Step 8: Encourage your child to be who he or she is.

Explain to your children that you are your own person.They should remind them that they are not perfect.If you want to counteract any negative influences on them, talk to them about their own strengths and how they can shine through more.When you look up to your older brother, you must remember that he makes bad choices, choices that you don't have to make.You are a good person and I want to see more of that.If you have siblings of your own, relate how you felt about them.This applies to younger siblings as well.Older children can learn how your younger siblings interacted with you.

Step 9: Listen to what they are saying.

Talk to your children and give them wisdom, but make the conversation mutual.They should be given the space to discuss their thoughts and concerns.It's a good idea to talk to both your younger and older children at the same time to make sure you're not missing anything.Don't judge your child for sharing their questions and concerns, and promise to listen without judgement.Don't panic, watch your reactions at these times.Don't interrupt them, talk over them or only listen to respond.Listen to what they have to say.

Step 10: Don't forget to know their friends.

If you look more closely, you might see that your younger child is being influenced by their friends.Take some time to see the influence your children's friends are having on them.Talk to your children about how important it is to have good friends.They should have their friends over for dinner.If they are public, you might check out their social media accounts.

Step 11: Talk to your children when they are older.

Discuss with your children how important their role is in their sibling's life.Tell them that their younger sibling is watching them and modeling their behavior after them, even if they are not aware of it.Let them know of any changes in their siblings.You could start the conversation by saying that you have noticed that your sister has been acting out as well.She wants to be like you.It is important to keep in mind that you are her role model and work to be a positive one in her life.Poor choices will not be the only ones that younger siblings will emulate.

Step 12: Communication be encouraged.

Encourage your children to talk to each other in a positive way.Encourage conversations between the two by having family dinners together.Correct any negative communication between the two.Did you see your sister play today?What did you think?
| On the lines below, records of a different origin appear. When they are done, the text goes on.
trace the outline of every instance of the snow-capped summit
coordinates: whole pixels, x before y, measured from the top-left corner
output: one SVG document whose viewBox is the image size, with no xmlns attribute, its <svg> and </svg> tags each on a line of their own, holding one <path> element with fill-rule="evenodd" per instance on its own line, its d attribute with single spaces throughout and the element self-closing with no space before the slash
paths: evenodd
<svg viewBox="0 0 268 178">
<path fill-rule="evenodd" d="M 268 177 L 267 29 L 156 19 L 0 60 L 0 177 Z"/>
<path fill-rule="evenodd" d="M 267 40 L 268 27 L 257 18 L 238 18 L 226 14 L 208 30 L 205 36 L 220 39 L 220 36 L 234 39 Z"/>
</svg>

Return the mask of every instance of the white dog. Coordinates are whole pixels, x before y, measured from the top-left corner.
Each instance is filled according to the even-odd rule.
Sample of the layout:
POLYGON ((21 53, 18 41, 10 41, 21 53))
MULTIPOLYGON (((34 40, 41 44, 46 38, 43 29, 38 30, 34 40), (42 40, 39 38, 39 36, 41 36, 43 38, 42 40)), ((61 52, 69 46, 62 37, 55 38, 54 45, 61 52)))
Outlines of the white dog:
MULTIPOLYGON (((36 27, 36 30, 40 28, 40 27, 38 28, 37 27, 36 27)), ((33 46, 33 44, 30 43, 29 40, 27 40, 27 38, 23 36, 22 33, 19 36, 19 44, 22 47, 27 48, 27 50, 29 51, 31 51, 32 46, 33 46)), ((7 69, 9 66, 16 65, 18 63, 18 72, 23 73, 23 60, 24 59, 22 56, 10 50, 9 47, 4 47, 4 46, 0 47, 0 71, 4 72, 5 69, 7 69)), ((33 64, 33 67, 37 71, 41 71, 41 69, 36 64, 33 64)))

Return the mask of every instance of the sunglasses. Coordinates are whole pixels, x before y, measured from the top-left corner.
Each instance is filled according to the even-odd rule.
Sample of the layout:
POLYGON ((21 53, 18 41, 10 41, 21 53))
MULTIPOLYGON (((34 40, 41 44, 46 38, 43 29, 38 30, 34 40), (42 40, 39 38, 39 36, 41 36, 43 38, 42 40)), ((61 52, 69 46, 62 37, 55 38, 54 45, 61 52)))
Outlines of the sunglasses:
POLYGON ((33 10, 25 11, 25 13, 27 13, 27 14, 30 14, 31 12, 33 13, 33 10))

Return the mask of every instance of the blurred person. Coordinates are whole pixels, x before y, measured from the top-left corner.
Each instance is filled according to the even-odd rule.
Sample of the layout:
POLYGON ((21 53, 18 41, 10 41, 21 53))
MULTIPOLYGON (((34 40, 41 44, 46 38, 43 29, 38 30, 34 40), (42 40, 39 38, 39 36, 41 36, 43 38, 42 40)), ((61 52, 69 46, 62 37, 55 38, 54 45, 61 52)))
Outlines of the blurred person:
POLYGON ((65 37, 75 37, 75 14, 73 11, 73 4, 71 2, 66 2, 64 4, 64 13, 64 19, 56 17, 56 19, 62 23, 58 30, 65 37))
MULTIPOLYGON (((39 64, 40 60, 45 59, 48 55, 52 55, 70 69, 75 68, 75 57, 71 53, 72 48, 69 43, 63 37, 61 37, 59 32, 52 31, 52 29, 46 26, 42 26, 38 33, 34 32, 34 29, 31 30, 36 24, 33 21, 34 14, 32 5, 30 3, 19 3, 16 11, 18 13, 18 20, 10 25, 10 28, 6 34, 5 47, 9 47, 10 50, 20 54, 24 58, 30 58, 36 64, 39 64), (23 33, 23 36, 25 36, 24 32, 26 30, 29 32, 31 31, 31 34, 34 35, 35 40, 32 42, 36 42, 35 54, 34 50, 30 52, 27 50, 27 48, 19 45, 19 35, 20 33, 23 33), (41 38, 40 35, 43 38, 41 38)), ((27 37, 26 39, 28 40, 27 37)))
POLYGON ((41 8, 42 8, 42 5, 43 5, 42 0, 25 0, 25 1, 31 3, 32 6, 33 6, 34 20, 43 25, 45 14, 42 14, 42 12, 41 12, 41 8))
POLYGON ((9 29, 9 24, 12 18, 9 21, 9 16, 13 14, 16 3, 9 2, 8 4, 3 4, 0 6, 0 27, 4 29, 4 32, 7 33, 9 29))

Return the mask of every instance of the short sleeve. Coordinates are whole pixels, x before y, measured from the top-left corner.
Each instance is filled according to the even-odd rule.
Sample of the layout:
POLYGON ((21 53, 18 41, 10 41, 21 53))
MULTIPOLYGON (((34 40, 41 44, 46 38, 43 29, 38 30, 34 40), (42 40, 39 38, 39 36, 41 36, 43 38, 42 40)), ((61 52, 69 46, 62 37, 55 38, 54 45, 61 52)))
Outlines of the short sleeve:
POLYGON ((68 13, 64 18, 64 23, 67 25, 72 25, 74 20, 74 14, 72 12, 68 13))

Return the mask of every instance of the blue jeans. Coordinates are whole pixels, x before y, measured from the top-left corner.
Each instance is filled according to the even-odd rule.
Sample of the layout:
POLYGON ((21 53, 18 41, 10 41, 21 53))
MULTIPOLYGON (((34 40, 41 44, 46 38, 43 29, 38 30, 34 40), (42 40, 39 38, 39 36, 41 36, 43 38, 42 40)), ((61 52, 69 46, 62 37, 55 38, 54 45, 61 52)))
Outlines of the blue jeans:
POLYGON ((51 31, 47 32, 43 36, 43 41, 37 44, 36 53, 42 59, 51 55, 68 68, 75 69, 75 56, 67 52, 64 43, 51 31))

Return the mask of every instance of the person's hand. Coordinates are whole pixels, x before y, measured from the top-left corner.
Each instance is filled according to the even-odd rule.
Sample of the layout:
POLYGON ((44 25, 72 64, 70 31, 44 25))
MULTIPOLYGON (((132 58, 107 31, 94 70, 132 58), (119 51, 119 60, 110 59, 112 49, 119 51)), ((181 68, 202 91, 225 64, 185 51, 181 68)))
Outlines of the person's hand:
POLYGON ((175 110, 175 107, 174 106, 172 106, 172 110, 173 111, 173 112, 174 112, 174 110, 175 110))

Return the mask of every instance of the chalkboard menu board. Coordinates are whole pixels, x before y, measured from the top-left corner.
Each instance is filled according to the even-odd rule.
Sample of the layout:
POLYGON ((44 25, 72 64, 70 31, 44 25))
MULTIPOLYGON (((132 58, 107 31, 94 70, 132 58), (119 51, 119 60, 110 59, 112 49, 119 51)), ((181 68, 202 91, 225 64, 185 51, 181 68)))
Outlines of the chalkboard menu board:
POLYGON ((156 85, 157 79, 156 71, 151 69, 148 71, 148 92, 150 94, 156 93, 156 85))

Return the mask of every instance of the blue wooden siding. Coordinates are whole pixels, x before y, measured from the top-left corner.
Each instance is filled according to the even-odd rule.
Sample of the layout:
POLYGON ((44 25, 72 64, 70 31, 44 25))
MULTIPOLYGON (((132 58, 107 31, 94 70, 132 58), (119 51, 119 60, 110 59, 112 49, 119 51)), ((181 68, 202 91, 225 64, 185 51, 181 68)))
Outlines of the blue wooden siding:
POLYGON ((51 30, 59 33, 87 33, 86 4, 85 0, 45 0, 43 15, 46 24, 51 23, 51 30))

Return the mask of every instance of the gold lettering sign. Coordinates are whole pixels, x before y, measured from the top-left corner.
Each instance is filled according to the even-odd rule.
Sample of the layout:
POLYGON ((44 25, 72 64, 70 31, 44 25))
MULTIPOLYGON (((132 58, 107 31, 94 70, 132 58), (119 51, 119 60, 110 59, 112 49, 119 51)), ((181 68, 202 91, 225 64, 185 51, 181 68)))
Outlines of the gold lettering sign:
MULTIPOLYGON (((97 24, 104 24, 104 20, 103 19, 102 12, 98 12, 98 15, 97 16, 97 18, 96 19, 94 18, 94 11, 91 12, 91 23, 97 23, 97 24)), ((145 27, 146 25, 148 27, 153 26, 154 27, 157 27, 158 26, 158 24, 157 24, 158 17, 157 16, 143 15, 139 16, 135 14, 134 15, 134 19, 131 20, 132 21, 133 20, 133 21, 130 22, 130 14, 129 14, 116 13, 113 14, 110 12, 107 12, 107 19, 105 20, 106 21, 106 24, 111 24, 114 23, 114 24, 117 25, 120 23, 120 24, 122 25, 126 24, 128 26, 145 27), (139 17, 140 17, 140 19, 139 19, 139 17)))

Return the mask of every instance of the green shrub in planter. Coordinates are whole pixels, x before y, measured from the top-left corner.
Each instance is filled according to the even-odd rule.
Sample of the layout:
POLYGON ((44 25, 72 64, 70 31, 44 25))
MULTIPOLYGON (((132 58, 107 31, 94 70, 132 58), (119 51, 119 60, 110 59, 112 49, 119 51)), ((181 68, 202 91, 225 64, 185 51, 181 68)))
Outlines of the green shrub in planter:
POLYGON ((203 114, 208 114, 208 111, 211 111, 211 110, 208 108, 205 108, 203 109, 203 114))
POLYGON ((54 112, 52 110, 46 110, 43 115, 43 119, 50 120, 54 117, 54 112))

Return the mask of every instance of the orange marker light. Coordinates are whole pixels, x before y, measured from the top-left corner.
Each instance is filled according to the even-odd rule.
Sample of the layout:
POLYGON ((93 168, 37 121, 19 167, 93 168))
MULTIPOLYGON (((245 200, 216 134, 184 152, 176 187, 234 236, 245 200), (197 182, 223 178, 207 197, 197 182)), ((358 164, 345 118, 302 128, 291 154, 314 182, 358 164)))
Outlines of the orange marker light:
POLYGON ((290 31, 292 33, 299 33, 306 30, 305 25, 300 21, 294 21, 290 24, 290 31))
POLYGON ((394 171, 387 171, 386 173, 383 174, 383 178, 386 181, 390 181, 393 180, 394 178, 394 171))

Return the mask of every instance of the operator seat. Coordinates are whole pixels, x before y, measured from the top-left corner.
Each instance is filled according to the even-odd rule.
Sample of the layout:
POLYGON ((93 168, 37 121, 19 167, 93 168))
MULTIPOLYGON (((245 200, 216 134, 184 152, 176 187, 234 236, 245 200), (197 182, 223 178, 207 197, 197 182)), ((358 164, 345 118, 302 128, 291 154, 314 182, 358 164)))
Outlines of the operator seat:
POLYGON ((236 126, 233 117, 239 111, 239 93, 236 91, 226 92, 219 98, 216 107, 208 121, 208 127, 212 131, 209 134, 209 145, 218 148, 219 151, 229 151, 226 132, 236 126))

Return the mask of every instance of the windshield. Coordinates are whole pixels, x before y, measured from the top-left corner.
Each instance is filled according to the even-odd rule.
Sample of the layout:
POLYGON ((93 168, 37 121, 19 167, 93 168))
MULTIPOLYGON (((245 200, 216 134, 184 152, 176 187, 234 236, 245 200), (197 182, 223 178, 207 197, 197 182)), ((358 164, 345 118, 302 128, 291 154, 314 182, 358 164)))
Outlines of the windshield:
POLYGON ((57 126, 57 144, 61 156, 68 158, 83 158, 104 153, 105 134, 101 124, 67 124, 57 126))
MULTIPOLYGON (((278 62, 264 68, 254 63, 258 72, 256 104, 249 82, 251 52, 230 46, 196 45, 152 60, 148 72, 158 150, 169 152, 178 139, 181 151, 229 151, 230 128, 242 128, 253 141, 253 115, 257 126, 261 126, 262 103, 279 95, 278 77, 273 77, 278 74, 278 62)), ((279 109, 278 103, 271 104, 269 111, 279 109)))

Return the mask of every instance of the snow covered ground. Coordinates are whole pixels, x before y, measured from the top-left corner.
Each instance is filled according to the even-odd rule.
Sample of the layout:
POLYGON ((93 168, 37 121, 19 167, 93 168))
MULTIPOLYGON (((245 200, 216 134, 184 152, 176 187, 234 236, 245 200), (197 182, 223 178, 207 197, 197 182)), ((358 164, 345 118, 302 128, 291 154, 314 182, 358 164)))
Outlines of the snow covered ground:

Step 13: Take appropriate behavior and model it.

If you don't want your children to yell, insult, or be rude to one another, then do not show them these behaviors outside of your household.If you are being hypocritical, your children will not take you seriously.To be the kind of person that your children will be, you need to work.Show kindness to them, be respectful of others, and maintain your responsibilities.

Step 14: Encourage them to spend time with each other.

Encourage your children to spend time together.If your child is good at math but your sibling is not, ask them to help.It is important for siblings to have time that is theirs and something they look forward to.You can buy tickets for a concert or a movie.Give them an allowance per week so they can spend time with each other.You could give them a task and have them complete it together.This is a psychological tool that can be used to build relationships.

Step 15: The home should be a peaceful place.

Older children might be a negative influence in your household.Drug use, alcohol abuse, violent movies or games, and unnecessary loudness should be eradicated.If you can create peace in your home, your siblings will feel better about themselves.Conflict between parents is what causes this sort of behavior.If parents are willing to seek help, they should take a hard look at their own relationships with other adults in the house.

Step 16: You should not compare your children.

It might be difficult, but don't compare your children or put them down for not measuring up.Don't make them feel inferior by pitting them against one another.All of your children are special in their own way.Love them for those.List all of the things you love about your children.